Computational biology in neuroscience
There is a thread that joins the fundamental work of Isaac Newton and Carl Friedrich Gauss to mathematical modelling in translational medicine. The key idea is to use a mathematical abstraction, or model, of the system.
Newton and Gauss
It is over 300 years since Isaac Newton described a set of mathematical rules that predicted the motion of the planets. These mathematical rules held with such generality that not only could they be used to predict the flight of projectiles in war, but they also allowed Carl Friedrich Gauss to predict the orbit of the dwarf planet Ceres, allowing its rediscovery 11 months after it was lost behind the Sun.
Gauss used the physical principles encoded in Newton’s maths and determined the parameters of the system (eg the mass of the planet) using least squares fits to the observations of the orbit. The same principles were also used to predict the flight of spacecraft, and plan our path to the moon.
Mathematical modelling in translational medicine
There is a thread that joins the fundamental work of Newton and Gauss to mathematical modelling in translational medicine.

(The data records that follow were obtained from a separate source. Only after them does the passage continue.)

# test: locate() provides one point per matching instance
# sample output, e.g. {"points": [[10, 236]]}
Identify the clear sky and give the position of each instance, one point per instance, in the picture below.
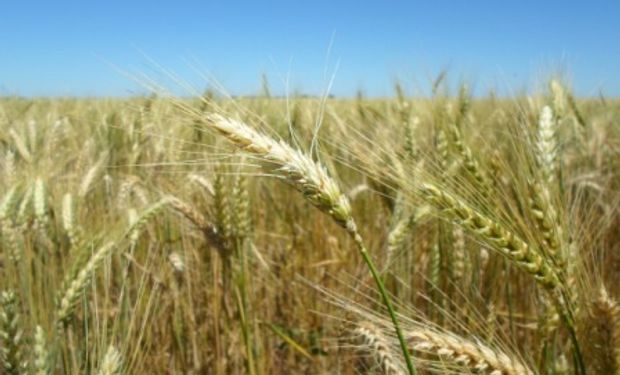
{"points": [[72, 47]]}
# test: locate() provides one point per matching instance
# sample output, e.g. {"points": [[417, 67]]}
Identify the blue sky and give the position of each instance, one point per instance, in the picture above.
{"points": [[75, 47]]}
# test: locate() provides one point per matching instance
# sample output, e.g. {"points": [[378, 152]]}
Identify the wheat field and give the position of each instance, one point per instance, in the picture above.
{"points": [[209, 235]]}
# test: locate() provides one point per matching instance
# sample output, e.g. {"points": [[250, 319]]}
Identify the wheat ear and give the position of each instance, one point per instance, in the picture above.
{"points": [[312, 180], [377, 343]]}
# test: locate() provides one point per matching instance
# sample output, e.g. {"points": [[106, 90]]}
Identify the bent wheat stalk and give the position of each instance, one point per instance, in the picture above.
{"points": [[312, 180]]}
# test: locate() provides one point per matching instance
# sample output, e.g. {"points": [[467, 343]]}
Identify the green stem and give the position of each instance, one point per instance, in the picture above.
{"points": [[386, 300]]}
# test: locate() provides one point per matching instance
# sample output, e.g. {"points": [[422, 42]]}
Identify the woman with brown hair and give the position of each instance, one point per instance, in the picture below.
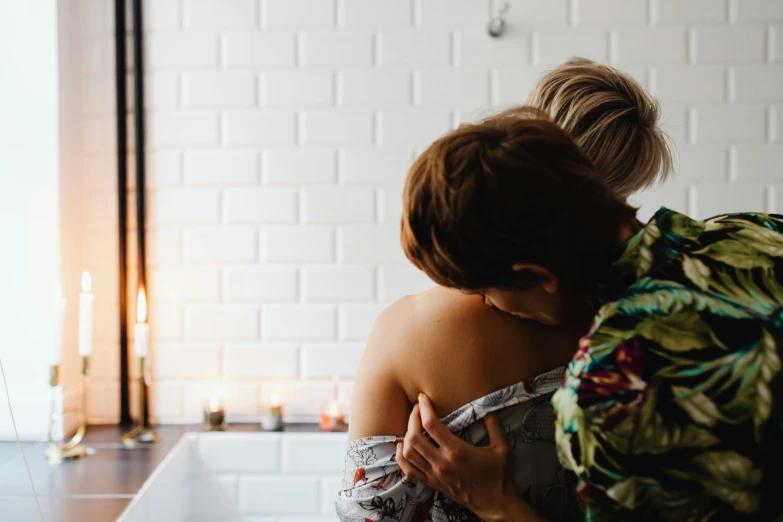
{"points": [[471, 359], [671, 406]]}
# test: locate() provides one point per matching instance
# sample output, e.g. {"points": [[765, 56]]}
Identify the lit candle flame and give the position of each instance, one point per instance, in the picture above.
{"points": [[86, 282], [141, 307]]}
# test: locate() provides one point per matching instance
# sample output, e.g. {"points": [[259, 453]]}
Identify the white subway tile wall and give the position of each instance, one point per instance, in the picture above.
{"points": [[279, 136]]}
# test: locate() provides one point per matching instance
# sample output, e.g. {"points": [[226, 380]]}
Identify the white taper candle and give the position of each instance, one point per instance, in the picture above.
{"points": [[59, 314], [86, 313], [141, 335]]}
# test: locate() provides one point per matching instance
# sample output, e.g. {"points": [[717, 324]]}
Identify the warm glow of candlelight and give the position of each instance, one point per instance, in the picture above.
{"points": [[86, 282], [141, 307]]}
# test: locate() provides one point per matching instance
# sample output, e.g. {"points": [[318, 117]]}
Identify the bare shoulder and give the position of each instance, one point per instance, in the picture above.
{"points": [[379, 405]]}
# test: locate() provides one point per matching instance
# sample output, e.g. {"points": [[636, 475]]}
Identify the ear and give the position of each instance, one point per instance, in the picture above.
{"points": [[545, 279]]}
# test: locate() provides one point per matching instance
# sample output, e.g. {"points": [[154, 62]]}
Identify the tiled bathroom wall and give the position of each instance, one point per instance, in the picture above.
{"points": [[280, 132]]}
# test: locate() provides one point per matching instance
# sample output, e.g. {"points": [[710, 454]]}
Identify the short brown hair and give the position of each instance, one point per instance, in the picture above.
{"points": [[513, 188], [611, 117]]}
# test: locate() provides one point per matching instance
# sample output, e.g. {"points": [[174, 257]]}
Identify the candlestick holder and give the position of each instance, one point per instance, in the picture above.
{"points": [[142, 434], [71, 449]]}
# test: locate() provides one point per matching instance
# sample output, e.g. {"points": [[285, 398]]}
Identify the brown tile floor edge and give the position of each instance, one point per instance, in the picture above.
{"points": [[93, 489]]}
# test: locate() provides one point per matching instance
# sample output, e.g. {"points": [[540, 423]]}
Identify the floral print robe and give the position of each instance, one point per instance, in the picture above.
{"points": [[374, 487], [671, 408]]}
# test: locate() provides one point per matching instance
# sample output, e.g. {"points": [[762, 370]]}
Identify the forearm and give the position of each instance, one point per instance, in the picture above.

The key idea is to use a mathematical abstraction or model of the system, whose parameters are then inferred through observing data from the system.
In our research, the systems of interest are not planets, but human cells. The mathematical models we use are far more complex than those wielded by Gauss, but they are still crude when compared to the complexity of the cells we hope to understand. The data are far more numerous than the observations of Ceres’s orbit, yet they are often still too scarce to make confident predictions with the model.
These issues leave us with uncertainty, both about the quality of the model we use and the parameters we infer.
From uncertainty to confidence: the Bayesian inference model
Fortunately, a methodology exists to make confident predictions in light of all these problems. It was developed by Pierre Simon Laplace, a contemporary of Gauss, whose initial interest was whether or not a coin was biased.
For Laplace’s coin, the parameter of interest is the probability of getting heads, and the observations consist of the results of coin flips. As you increase the number of coin flips, you become more confident about whether the coin is biased. Laplace introduced an approach now known as Bayesian inference (named for Thomas Bayes, who independently discovered the same principle) for quantifying the uncertainty associated with parameters.
Bayesian inference makes clear the importance of doing the right experiment and making the right measurement. This allows us to find better models and become more confident about our predictions.
Modelling disease to predict outcomes
Modern translational modelling is a synthesis of the ideas of Newton, Gauss and Laplace. Mathematics acts as a toolkit to improve our understanding of the system. This then allows us to make confident predictions about the nature of a response to a given treatment: just as NASA was able to make confident predictions about the fuel required to land a lunar orbiter. At SITraN we do this by working closely with clinicians and neuroscientists. The mathematical model assimilates data from clinical studies and biological experiments. As we acquire more data we can improve the model and help in the design of the next experiment. Through iterating between mathematical models and experiments we can improve our understanding of disease and deliver more effective treatments.